I hardly heard what he was saying. The light from the unshuttered window fell upon Lalla Mariam, who stood there, straight as a reed, examining a length of shining cloth. But it was not the item in her hands that caught my attention, it was her face as she looked out at me. Downstairs in the semi-gloom of the salon I had formed an impression of a stately old woman with silver hair framing long bones and smooth, dark planes. Now the sun fell squarely upon her and I caught my breath.

“Yes, it’s beautiful, isn’t it?” Idriss was saying. “I knew you’d love it, it’s so craftily made. Jeddah is very proud of it, she loves to show it off to people….”

I tore my gaze from his grandmother’s face and looked down at the thing she had brought from the mountains. It was a great swath of brocaded white silk, and along all its yards of selvage, both top and bottom, someone had embroidered the most exquisite design. Hundreds of ferns and stylized curls of bracken fronds uncoiling toward an unseen sun, adorned here and there by tiny pink blossoms and rich golden flowers. The ferns and fronds were orderly, almost geometric in the exactitude of their execution; they formed a framework
through which the rambling roses twined. But it was the tiny golden flowers on their spiky stems that made my knees go to water.
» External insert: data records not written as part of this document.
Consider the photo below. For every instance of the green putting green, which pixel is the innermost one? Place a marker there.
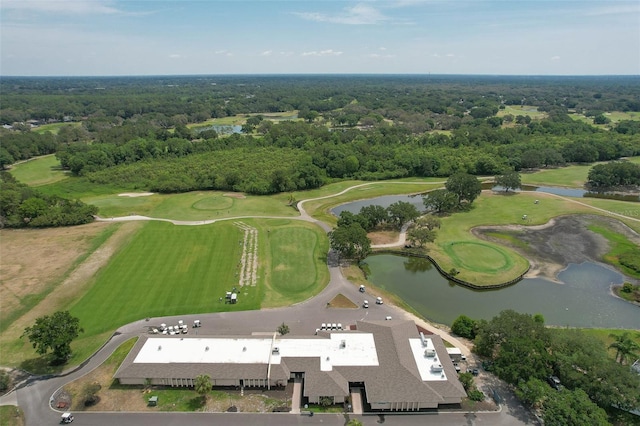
(478, 256)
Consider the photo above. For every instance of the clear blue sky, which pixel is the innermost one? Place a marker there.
(126, 37)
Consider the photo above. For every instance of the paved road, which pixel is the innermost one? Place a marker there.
(303, 318)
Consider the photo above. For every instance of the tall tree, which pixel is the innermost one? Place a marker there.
(624, 345)
(509, 180)
(350, 241)
(440, 200)
(55, 333)
(465, 186)
(402, 212)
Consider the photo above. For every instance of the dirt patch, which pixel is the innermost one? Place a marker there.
(66, 243)
(383, 237)
(55, 249)
(234, 195)
(550, 248)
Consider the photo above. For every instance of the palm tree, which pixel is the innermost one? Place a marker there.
(202, 385)
(624, 345)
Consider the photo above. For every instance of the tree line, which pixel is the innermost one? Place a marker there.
(522, 351)
(22, 206)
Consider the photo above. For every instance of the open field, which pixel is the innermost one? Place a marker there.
(523, 110)
(614, 116)
(58, 250)
(320, 209)
(240, 119)
(39, 171)
(165, 269)
(574, 176)
(54, 127)
(494, 209)
(198, 205)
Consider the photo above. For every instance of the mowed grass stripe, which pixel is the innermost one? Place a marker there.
(165, 270)
(293, 273)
“It’s gorse,” I said, remembering the crown Robert Bolitho had made for the girl he loved. The buds and blossoms were embroidered with such unusual realism that I could almost smell their rich confectionary aroma—like warm marzipan—unfurling from the cloth.

“Gorse?”

“This flower here. It grows all over the hills and cliffs of Cornwall. It’s a wild and thorny thing—a very unlikely flower to find depicted in embroidery.”

Idriss translated this for his grandmother, who through it all stood there calmly watching me with her unblinking bright regard. Then she started to speak quickly and Idriss answered her, then he asked a question, to which she responded, and then the flow of words went back and forth like the chatter of magpies.

At last he turned to me. “Jeddah says three things. Firstly, that this flower—this bush—is also found here on the Atlantic coast. Secondly, that this veil—it’s a bridal veil—has been in the family for generations, but no one knows where it came from or who made it, though there have always been handy women in our family, expert with a needle. Thirdly, that the style of the piece is known as
aleuj.
It is a mé lange of traditional Berber skills—very dense and precise and geometric—with a more fluid and realistic European style.
Aleuj
in classical Arabic means ‘alien’ or ‘foreign,’ or even ‘foreigner,’ but it can also mean ‘one who has converted to Islam.’ And the earliest known examples are from the seventeenth century.”